Rounds, Experiments and Generations#
In order to correctly interpret the results and behavior of GADemo, it is essential to understand the three hierarchical concepts that structure the execution of the algorithm: Rounds, Experiments, and Generations. Each term defines a different level of abstraction and computational repetition, as explained below.
Understanding the Hierarchy#
Round A round refers to a single user-triggered execution of GADemo — that is, each time the Run button is pressed, a new round is initiated. Each round independently performs a set of experiments based on the user-defined parameters.
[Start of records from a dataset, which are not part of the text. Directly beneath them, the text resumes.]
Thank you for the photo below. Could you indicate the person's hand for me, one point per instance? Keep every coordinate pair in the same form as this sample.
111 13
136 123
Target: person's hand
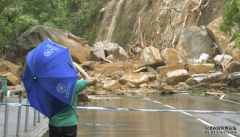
92 81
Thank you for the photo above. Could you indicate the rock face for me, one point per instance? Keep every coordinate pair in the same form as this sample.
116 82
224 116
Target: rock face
171 56
193 42
111 85
150 56
110 68
165 69
177 76
103 49
10 70
222 39
200 68
136 79
233 67
29 40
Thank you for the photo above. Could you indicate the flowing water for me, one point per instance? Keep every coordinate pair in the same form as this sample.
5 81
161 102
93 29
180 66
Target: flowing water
111 123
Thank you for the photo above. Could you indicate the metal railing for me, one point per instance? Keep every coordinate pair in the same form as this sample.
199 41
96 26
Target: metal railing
1 97
19 112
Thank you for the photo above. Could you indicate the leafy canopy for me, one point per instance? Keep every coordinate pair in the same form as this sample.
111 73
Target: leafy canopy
18 16
231 16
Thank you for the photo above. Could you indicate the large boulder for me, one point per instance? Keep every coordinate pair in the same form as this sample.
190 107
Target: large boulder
200 68
193 42
111 68
103 49
31 39
223 60
233 51
165 69
221 38
171 56
111 85
150 56
233 67
136 79
6 66
174 77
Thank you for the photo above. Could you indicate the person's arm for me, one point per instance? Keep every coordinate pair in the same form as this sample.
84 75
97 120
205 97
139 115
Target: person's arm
92 81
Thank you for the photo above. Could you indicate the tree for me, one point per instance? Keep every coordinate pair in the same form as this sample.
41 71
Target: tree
76 16
231 16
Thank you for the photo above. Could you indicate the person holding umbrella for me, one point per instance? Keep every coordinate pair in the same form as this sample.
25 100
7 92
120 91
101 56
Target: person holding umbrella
65 123
52 86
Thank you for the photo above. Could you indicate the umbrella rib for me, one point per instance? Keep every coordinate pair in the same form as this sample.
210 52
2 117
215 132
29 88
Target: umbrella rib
50 61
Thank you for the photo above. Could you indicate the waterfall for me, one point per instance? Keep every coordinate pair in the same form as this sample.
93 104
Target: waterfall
113 21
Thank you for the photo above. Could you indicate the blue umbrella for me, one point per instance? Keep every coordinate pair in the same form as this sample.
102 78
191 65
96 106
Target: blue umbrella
49 78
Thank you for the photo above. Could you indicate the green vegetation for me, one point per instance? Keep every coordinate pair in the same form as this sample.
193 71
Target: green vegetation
231 15
194 92
16 17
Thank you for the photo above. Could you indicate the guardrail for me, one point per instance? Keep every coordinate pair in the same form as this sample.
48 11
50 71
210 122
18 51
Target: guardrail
1 97
19 112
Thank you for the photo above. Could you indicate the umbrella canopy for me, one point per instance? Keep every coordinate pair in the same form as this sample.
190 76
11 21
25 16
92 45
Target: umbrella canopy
49 78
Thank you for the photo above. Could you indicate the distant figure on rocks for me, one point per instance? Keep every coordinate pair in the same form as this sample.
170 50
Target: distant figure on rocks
65 123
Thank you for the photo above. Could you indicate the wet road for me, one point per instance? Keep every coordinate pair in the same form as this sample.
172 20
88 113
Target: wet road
109 123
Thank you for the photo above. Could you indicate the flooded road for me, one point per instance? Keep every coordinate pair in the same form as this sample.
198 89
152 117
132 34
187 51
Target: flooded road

Experiment An experiment represents a complete execution of the genetic algorithm using a fixed configuration: number of generations, population size, crossover and mutation rates, and the selected objective function. Multiple experiments are executed within a round, typically to assess variability and ensure statistical robustness through parallel runs.
Generation A generation corresponds to one iteration of evolution within an experiment. In each generation, a new population is produced from the previous one through selection, crossover, and mutation operations. The number of generations defines how long each experiment evolves.
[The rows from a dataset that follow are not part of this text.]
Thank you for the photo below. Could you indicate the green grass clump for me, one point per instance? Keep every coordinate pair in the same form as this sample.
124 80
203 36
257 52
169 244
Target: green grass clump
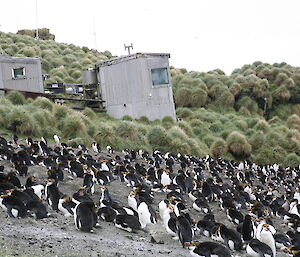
292 160
238 145
61 112
105 134
20 121
157 136
16 98
218 148
88 112
73 126
44 103
262 125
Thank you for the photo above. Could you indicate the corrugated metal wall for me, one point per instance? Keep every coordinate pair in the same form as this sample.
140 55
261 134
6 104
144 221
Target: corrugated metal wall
127 89
33 81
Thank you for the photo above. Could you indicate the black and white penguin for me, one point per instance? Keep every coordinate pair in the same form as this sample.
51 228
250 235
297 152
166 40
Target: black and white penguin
146 213
234 216
96 147
66 205
206 227
208 249
133 200
256 248
85 217
184 230
13 206
201 204
127 222
265 234
247 228
282 241
89 181
52 194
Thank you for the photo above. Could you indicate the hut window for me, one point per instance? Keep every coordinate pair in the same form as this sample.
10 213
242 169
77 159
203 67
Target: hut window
160 76
18 73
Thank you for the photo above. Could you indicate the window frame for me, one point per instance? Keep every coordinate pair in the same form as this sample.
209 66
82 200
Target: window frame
20 77
163 84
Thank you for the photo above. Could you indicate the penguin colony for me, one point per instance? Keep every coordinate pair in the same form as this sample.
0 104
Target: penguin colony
251 196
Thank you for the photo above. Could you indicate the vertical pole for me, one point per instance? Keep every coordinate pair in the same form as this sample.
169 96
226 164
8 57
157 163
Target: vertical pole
95 36
36 19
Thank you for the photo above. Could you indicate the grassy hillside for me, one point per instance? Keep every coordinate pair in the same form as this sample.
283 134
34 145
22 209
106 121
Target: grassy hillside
252 114
63 62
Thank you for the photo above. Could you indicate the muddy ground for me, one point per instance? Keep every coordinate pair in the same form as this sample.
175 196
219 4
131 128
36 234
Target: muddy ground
57 235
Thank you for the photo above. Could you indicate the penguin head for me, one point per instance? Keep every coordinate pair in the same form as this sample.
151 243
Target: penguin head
67 198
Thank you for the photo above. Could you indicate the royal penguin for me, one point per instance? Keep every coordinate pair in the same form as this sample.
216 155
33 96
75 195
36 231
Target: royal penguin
85 217
208 249
247 228
57 140
81 196
96 147
145 213
89 181
52 194
127 222
234 216
163 207
66 205
265 234
201 205
282 241
184 230
13 206
133 200
256 248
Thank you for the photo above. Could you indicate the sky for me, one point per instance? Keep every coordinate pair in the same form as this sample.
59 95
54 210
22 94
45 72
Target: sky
200 35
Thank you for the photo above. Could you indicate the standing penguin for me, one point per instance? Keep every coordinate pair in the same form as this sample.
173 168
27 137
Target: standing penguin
52 194
264 234
146 213
247 228
85 217
66 205
13 206
184 230
89 181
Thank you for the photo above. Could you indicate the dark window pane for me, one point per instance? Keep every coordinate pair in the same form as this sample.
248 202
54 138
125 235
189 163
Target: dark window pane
160 76
18 73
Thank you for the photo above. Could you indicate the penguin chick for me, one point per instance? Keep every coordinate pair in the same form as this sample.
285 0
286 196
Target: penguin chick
184 230
85 217
66 205
127 222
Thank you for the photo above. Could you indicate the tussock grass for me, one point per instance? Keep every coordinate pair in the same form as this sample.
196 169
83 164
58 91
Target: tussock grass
238 145
16 98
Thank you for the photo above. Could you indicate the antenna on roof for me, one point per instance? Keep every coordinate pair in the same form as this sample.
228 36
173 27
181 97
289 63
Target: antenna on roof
95 36
37 28
128 48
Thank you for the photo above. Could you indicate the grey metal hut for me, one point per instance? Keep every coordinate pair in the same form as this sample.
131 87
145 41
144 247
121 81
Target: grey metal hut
21 74
136 85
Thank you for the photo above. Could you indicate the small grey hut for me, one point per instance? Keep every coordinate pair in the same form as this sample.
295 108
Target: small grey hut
136 85
22 74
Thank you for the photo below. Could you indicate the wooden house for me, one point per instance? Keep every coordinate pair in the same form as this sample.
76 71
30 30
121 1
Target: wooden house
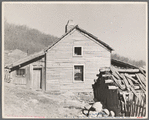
69 64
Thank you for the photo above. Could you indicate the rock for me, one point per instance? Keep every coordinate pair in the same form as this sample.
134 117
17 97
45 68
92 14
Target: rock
98 106
112 113
87 106
34 101
93 114
105 112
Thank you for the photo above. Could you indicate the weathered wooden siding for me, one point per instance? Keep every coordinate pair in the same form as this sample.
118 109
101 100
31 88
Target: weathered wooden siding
60 62
19 80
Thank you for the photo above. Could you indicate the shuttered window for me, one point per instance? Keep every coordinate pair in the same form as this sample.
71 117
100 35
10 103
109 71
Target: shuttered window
78 73
77 51
20 72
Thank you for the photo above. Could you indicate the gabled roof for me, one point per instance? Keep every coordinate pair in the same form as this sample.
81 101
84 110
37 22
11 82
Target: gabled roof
119 63
85 32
Population Within each generation, the population is the set of individuals (candidate solutions) currently being evaluated and evolved. The size of this population is determined by the Population Size parameter set by the user.
Summary Table#
Concept |
Scope |
Description |
|---|---|---|
Round |
Entire execution |
One click on “Run”; triggers all configured experiments |
Experiment |
Per round |
A full GA execution from generation 0 to N |
Generation |
Per experiment |
A single iteration of evolution |
Population |
Per generation |
Set of individuals evaluated in the generation |
Visual Representation#
To better illustrate this hierarchical structure:
Round
├── Experiment 1
│ ├── Generation 1
│ ├── Generation 2
│ └── ...
├── Experiment 2
│ ├── Generation 1
│ └── ...
└── ...
Each level nests the next, emphasizing that a single round can generate multiple experiments, each of which evolves over multiple generations, with populations evaluated in every generation.
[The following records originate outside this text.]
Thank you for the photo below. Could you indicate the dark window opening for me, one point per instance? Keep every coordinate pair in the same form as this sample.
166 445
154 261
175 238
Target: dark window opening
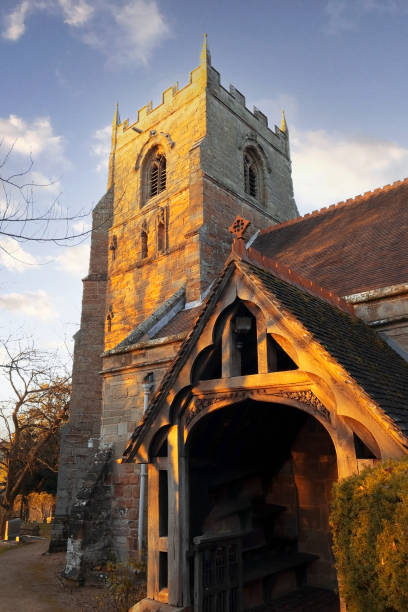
244 331
362 450
143 238
278 359
157 182
251 176
161 237
208 364
113 246
163 571
163 503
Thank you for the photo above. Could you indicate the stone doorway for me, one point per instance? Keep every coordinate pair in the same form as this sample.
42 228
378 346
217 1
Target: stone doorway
260 477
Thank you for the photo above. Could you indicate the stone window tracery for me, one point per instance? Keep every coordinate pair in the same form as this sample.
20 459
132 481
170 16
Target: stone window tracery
161 231
157 175
144 243
252 175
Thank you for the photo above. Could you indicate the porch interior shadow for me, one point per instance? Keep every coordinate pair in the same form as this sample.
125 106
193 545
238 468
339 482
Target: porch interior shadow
260 479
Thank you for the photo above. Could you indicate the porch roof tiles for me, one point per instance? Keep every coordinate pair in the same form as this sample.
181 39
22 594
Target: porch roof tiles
375 366
351 247
369 360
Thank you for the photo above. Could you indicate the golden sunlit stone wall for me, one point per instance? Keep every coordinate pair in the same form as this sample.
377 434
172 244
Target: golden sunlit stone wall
137 285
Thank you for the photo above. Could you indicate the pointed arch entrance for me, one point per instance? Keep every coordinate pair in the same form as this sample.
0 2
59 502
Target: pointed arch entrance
260 476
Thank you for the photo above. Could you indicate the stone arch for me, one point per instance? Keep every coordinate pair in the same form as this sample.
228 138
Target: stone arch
156 147
267 494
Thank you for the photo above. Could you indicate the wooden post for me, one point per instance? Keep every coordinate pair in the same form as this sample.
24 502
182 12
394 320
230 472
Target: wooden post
231 357
262 345
153 550
174 585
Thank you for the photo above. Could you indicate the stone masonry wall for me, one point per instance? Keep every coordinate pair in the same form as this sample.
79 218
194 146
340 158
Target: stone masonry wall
123 407
136 285
86 401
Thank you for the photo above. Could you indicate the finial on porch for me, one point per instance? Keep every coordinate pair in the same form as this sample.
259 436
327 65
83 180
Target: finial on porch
238 229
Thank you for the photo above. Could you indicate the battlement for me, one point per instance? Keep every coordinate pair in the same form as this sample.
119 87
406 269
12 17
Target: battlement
204 77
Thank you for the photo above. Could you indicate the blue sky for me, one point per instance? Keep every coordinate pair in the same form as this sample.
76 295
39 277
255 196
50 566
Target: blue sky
338 67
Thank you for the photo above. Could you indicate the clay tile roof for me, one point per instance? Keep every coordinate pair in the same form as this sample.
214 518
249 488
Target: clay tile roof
180 324
354 246
374 365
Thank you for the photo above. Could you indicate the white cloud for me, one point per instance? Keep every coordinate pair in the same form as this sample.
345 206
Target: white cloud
76 12
14 23
100 147
13 257
48 184
81 227
141 28
30 138
330 167
125 31
30 303
74 260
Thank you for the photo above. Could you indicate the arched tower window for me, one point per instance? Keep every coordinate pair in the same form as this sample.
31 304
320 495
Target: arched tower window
143 240
157 175
161 231
252 174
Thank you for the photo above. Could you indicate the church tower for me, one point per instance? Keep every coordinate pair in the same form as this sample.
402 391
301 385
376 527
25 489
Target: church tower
180 174
178 177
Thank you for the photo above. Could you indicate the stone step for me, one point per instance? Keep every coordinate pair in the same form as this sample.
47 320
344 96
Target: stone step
256 569
306 599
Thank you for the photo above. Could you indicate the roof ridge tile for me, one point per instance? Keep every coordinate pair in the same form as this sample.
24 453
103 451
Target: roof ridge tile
343 203
254 256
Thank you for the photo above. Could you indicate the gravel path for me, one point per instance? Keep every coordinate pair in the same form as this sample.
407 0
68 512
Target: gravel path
31 582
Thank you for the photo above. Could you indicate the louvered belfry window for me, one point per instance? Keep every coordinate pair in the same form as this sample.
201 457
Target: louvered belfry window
251 176
157 175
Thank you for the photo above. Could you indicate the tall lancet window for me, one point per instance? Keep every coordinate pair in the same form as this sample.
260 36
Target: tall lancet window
144 244
157 175
252 175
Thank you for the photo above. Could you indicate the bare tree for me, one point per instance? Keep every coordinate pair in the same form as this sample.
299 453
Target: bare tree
37 408
21 216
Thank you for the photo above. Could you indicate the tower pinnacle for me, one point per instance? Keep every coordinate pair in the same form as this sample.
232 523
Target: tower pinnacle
205 57
284 127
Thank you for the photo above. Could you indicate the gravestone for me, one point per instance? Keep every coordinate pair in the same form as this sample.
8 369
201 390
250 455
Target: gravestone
13 529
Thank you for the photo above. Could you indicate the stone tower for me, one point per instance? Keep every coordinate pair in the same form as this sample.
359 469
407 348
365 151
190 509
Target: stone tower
178 177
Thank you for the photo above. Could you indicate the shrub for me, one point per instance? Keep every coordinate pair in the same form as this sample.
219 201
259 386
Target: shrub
369 522
125 586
For instance, suppose the user configures:
Number of Experiments = 2
Number of Generations = 2
Population Size = 3
This implies that:
Each experiment will evolve over 2 generations,
In each generation, a population of 3 individuals is evaluated,
Therefore, one experiment performs 2 × 3 = 6 evaluations,
Across 2 experiments: 2 × 6 = 12 evaluations in total per round.
This numerical breakdown helps quantify the computational workload of a single run.
Understanding this structure is fundamental for correctly interpreting the outputs, visualizations, and comparative performance data generated by GADemo.